In contrast to Self::interpolate, this method has a well defined derivative at each vertex and will approximate a linear function in the proximity of any vertex.
The value to interpolate is given by the i parameter. The gradient that defines the derivative at
each input vertex is given by the g parameter.
The flatness parameter blends between an interpolation that ignores the given gradients (value 0.0)
or adheres to it strongly (values larger than ~2.0) in the vicinity of any vertex. When in doubt, using
a value of 1.0 should result in a good interpolation and is also the fastest.
Returns None for any point outside of the triangulation’s convex hull.
Refer to NaturalNeighbor for more information and a visual example.
Example
use spade::{DelaunayTriangulation, HasPosition, Point2};
struct PointWithHeight {
position: Point2<f64>,
height: f64,
}
impl HasPosition for PointWithHeight {
type Scalar = f64;
fn position(&self) -> Point2<f64> { self.position }
}
let mut triangulation: DelaunayTriangulation<PointWithHeight> = Default::default();
// Insert some points into the triangulation
triangulation.insert(PointWithHeight { position: Point2::new(10.0, 10.0), height: 0.0 });
triangulation.insert(PointWithHeight { position: Point2::new(10.0, -10.0), height: 0.0 });
triangulation.insert(PointWithHeight { position: Point2::new(-10.0, 10.0), height: 0.0 });
triangulation.insert(PointWithHeight { position: Point2::new(-10.0, -10.0), height: 0.0 });
let nn = triangulation.natural_neighbor();
// Interpolate point at coordinates (1.0, 2.0). This example uses a fixed gradient of (0.0, 0.0) which
// means that the interpolation will have normal vector parallel to the z-axis at each input point.

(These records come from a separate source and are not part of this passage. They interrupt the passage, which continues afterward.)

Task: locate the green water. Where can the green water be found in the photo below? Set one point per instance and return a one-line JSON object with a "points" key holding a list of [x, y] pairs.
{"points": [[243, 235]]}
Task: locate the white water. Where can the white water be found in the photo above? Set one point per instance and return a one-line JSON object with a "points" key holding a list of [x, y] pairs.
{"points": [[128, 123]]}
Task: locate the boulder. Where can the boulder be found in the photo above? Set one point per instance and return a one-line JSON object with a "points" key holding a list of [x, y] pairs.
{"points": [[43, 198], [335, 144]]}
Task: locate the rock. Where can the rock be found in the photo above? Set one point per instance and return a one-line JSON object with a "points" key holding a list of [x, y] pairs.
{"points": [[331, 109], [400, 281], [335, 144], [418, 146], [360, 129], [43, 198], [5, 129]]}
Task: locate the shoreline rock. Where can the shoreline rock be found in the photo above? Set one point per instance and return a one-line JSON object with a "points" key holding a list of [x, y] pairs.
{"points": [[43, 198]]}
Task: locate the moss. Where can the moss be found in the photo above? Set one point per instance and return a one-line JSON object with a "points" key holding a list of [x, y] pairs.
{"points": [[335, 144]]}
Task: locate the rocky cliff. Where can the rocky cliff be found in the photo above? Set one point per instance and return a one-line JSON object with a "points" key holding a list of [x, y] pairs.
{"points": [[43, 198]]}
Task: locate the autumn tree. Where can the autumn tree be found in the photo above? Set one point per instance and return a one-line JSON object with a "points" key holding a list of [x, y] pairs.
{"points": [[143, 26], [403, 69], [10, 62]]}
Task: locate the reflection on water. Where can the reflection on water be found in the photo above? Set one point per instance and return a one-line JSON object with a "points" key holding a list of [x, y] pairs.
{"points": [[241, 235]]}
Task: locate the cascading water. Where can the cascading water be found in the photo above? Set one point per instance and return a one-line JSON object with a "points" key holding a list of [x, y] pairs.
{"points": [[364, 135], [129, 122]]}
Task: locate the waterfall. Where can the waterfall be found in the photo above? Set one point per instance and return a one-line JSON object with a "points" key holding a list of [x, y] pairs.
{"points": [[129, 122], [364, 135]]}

// Realistically, the gradient might be stored as an additional property of `PointWithHeight`.
let query_point = Point2::new(1.0, 2.0);
let value: f64 = nn.interpolate_gradient(|v| v.data().height, |_| [0.0, 0.0], 1.0, query_point).unwrap();References
This method uses the C1 extension proposed by Sibson in “A brief description of natural neighbor interpolation, R. Sibson, 1981”